-

Transformation and aggregation preprocessing for top-k recommendation GAP rules induction

Marta Vomlelova

marta@ktiml.mff.cuni.cz 0

Michal Kopecky

Peter Vojtas

vojtas@ksi.mff.cuni.cz 0 0 Faculty of Mathematics and Physics Charles University in Prague Malostranske namesti 25 , Prague , Czech Republic

In this paper we describe the KTIML team approach to RuleML 2015 Rule-based Recommender Systems for the Web of Data Challenge Track. The task is to estimate the top 5 movies for each user separately in a semantically enriched MovieLens 1M dataset. We have three results. Best is a domain specific method like "recommend for all users the same set of movies from Spielberg". Our contributions are domain independent data mining methods tailored for top-k which combine second order logic data aggregations and transformations of metadata, especially 5003 open data attributes and general GAP rules mining methods.

Rule-based recommender systems can provide a desirable balance between the quality of the recommendation and the understandability of the explanation for the human user. This challenge targets a new type of recommender problems which uses the Web of data to augment the feature set. The participating systems were requested to find and recommend for each user a limited set of 5 items. The challenge uses a semantically enriched version of the MovieLens 1M dataset. Recommender performance is measured by F-measure at top-5 (F@5) and aggregate diversity (ILD). Compactness of explanation is measured qualitatively where good explanations involve small number of easy to understand rules.

Our best result "recommend for all users the same set of movies from Spielberg" is rather specific for this data. Our contribution is top-k focused data mining that combines data aggregations and transformations of metadata, especially 5003 open data attributes. Results are in form of simple SQL queries which can be transformed to second order logic rules. We introduce 2GAP – a second order logic variant of GAP – generalized annotated logic programming rules of [ 1 ].

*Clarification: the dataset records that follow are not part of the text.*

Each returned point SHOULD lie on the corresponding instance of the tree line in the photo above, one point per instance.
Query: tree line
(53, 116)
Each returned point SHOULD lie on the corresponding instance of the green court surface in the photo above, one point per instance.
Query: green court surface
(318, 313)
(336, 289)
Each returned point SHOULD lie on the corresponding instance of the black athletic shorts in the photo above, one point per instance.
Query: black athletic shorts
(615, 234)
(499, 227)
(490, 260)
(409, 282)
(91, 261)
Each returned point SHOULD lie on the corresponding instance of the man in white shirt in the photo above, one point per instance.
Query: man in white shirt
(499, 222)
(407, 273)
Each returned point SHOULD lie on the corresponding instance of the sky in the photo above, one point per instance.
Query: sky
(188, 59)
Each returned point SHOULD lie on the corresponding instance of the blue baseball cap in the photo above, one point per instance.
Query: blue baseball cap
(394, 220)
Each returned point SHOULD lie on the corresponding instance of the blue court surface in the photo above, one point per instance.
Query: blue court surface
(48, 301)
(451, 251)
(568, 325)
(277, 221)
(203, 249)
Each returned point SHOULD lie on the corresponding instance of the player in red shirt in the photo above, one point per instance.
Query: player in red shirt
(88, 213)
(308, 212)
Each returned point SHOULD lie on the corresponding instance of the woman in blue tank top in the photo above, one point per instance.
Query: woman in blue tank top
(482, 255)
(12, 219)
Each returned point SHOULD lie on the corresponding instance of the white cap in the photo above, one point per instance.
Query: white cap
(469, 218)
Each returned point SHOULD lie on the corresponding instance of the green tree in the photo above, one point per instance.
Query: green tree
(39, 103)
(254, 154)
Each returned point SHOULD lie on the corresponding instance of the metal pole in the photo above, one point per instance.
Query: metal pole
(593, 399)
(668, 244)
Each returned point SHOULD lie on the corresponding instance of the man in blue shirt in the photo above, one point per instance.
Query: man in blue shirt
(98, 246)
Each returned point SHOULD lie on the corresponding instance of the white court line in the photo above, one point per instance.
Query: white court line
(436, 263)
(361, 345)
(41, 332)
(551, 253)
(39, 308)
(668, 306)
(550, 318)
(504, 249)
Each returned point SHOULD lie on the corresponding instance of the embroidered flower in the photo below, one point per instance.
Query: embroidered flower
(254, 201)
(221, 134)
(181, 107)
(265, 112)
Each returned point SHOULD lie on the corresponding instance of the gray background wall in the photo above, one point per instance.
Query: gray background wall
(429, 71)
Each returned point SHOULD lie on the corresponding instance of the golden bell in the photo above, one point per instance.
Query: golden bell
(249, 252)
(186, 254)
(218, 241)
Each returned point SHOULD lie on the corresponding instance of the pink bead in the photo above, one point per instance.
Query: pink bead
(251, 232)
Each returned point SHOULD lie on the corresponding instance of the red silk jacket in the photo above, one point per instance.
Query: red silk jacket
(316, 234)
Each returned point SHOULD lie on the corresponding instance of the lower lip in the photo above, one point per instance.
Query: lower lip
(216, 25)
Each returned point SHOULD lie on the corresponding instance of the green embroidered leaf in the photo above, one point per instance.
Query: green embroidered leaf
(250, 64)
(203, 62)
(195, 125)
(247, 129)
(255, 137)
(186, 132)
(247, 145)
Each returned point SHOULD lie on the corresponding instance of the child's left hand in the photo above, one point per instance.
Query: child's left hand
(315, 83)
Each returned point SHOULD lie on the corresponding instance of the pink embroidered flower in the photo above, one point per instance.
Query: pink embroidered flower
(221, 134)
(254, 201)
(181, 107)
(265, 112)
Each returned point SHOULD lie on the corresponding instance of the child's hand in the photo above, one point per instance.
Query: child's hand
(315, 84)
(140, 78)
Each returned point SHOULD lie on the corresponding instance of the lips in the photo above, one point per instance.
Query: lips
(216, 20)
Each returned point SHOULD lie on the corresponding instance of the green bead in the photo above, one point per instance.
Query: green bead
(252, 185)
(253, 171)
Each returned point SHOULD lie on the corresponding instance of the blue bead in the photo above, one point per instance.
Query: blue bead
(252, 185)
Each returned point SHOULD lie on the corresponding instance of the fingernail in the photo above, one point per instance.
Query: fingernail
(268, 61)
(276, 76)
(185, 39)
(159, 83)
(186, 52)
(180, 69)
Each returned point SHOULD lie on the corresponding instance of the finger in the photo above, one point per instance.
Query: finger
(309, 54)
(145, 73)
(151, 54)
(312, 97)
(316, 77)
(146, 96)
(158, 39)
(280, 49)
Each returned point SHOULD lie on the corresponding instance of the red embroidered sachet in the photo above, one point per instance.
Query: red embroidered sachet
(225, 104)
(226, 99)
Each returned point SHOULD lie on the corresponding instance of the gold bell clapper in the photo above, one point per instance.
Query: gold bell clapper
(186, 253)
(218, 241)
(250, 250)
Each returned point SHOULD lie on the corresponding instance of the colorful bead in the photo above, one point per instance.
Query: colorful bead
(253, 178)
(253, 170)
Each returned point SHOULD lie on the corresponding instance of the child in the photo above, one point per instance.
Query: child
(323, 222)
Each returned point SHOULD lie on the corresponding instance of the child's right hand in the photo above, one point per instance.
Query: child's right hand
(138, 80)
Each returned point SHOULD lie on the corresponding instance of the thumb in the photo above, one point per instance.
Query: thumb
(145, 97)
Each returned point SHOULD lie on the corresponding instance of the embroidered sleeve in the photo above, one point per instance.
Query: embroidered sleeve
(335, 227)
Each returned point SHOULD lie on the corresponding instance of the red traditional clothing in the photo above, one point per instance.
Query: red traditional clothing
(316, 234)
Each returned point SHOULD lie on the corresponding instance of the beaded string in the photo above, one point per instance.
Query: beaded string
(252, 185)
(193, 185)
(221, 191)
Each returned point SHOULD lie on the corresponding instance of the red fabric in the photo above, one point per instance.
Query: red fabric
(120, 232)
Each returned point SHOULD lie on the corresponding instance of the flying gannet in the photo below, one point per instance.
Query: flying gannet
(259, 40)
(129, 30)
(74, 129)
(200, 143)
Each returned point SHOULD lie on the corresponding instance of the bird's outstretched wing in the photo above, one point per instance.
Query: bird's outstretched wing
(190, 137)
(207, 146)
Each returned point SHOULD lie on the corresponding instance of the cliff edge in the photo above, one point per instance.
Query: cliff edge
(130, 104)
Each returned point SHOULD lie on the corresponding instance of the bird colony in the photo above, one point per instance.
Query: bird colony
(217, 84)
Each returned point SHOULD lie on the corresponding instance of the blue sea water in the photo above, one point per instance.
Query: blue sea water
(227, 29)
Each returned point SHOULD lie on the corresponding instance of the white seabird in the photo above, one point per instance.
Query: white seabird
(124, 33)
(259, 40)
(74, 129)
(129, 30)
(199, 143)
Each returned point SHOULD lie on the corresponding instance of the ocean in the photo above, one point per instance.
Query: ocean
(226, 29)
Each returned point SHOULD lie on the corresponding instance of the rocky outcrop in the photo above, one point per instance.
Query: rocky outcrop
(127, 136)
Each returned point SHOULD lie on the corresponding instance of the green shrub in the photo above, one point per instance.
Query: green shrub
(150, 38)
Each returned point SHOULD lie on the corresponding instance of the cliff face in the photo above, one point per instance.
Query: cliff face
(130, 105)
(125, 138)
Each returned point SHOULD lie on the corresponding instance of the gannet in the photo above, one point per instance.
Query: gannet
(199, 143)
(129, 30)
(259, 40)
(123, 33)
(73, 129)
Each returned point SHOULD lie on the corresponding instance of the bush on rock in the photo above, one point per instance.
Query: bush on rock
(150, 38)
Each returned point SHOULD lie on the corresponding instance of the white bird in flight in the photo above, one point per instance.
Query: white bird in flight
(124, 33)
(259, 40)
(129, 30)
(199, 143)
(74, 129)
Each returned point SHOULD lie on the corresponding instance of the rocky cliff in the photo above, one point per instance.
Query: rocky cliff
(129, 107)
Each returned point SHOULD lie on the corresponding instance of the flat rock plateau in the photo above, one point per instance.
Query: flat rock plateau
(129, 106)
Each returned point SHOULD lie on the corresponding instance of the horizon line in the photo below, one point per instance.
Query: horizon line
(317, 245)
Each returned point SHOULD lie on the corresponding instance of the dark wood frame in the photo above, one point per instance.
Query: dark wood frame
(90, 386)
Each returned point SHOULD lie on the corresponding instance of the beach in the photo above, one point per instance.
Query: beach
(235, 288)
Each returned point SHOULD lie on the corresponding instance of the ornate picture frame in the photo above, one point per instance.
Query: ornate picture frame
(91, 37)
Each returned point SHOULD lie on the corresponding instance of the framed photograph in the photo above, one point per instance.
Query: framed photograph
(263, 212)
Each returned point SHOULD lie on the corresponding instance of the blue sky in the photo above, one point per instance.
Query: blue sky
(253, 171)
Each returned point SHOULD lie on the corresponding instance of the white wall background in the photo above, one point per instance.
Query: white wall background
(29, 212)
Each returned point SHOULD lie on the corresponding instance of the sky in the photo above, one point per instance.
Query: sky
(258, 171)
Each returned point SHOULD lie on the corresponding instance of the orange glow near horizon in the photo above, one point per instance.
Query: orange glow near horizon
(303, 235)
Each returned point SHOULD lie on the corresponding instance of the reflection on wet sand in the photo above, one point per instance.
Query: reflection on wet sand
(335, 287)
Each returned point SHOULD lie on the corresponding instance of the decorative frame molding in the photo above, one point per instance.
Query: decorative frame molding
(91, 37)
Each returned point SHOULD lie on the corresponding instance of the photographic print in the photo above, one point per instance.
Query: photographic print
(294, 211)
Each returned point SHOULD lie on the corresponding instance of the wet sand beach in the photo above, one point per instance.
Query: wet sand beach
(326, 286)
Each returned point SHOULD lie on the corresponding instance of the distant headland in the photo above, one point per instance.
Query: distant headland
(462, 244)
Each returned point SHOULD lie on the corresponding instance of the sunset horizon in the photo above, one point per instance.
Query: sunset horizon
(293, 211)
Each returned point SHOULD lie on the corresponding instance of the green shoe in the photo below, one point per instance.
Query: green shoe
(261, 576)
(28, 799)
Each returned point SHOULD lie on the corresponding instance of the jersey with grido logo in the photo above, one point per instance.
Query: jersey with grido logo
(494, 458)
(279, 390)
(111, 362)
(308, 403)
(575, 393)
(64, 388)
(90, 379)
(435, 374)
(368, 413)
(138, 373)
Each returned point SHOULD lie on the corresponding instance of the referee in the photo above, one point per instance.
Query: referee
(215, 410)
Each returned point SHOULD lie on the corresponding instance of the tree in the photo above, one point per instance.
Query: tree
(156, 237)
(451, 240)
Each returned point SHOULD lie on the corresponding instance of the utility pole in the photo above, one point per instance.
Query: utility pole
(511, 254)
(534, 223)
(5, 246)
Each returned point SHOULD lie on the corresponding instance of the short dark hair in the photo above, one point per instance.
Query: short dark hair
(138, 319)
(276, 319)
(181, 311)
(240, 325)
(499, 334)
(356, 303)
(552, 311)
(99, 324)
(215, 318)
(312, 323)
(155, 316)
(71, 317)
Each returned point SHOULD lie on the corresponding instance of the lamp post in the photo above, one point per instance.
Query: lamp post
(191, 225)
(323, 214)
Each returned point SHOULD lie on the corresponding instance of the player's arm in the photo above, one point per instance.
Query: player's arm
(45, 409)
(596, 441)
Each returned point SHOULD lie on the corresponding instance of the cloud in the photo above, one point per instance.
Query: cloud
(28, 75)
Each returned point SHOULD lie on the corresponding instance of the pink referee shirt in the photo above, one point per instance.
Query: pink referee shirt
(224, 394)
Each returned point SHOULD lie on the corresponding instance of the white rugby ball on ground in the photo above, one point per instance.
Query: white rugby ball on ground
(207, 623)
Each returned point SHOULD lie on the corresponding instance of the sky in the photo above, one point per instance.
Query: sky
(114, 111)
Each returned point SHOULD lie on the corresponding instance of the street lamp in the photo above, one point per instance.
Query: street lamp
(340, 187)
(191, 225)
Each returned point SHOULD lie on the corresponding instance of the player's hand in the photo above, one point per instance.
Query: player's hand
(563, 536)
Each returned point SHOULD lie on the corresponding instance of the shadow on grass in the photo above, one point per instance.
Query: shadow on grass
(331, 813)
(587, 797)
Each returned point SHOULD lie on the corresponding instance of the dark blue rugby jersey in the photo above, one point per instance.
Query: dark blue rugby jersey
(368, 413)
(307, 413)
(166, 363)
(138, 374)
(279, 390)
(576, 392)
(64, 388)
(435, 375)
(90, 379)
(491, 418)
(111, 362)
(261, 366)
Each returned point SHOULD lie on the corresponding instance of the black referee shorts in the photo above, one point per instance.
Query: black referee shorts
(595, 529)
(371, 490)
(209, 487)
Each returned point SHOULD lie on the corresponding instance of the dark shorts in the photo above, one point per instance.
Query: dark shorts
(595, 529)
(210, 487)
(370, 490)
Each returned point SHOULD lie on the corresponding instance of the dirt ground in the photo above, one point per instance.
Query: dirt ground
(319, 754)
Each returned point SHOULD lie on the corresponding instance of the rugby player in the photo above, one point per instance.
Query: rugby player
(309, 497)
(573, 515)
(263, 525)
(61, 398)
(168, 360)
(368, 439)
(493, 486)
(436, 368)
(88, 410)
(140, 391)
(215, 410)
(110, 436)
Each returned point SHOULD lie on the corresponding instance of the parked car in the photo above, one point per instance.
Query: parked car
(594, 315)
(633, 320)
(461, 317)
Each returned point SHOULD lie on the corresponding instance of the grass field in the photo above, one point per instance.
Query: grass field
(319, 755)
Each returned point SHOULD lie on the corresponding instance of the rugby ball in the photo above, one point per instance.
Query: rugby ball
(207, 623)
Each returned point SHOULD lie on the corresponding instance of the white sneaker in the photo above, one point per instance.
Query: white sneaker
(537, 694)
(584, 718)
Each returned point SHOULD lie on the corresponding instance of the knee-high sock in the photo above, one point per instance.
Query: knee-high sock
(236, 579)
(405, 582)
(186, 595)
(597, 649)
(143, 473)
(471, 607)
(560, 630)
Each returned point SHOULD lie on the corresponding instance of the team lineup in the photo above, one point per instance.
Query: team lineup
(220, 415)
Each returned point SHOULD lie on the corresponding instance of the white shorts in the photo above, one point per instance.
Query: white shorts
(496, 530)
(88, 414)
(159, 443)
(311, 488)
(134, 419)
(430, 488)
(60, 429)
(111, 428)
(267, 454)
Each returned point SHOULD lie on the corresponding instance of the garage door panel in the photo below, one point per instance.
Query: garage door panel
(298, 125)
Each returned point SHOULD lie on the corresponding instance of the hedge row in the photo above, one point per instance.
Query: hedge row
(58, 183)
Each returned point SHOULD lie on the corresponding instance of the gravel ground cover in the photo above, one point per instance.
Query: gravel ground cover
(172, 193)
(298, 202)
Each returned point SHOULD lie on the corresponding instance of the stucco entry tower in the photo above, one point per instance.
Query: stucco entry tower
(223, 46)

In the area of recommender systems “same-data-challenges” probably the most famous is the Netflix challenge [ 8 ]. Netflix results were measured by improvement in RMSE of ranking prediction, while we find F@5 as more challenging metrics. We found relevant mining tricks in [ 7 ] and winners of 2014 ACM RecSys Challenge [ 9 ].

Going to second order logic was motivated by [ 2 ], [ 4 ] and [ 5 ]. Induction of many valued rule systems was handled in [ 6 ] (see [ 3 ]). Nevertheless in [ 6 ] data sets for induction were much smaller. We hope our method is transferable, nevertheless in this paper we did not check it on other data. 2

Data Preparation, Challenge Understanding

In this chapter we will describe our approach to processing input data.

To be able to handle data and understand them we have chosen to store them and analyze them in the relational database. The python script produced CSV files using data joins with very large results – so a standard 32bit PC or even 64bit desktop PC with usual amount of memory could not process it. Due to the size of the data, practical calculations were done using SQL queries and adapted ML tools. We converted results to simple SQL and constructed corresponding GAP rules.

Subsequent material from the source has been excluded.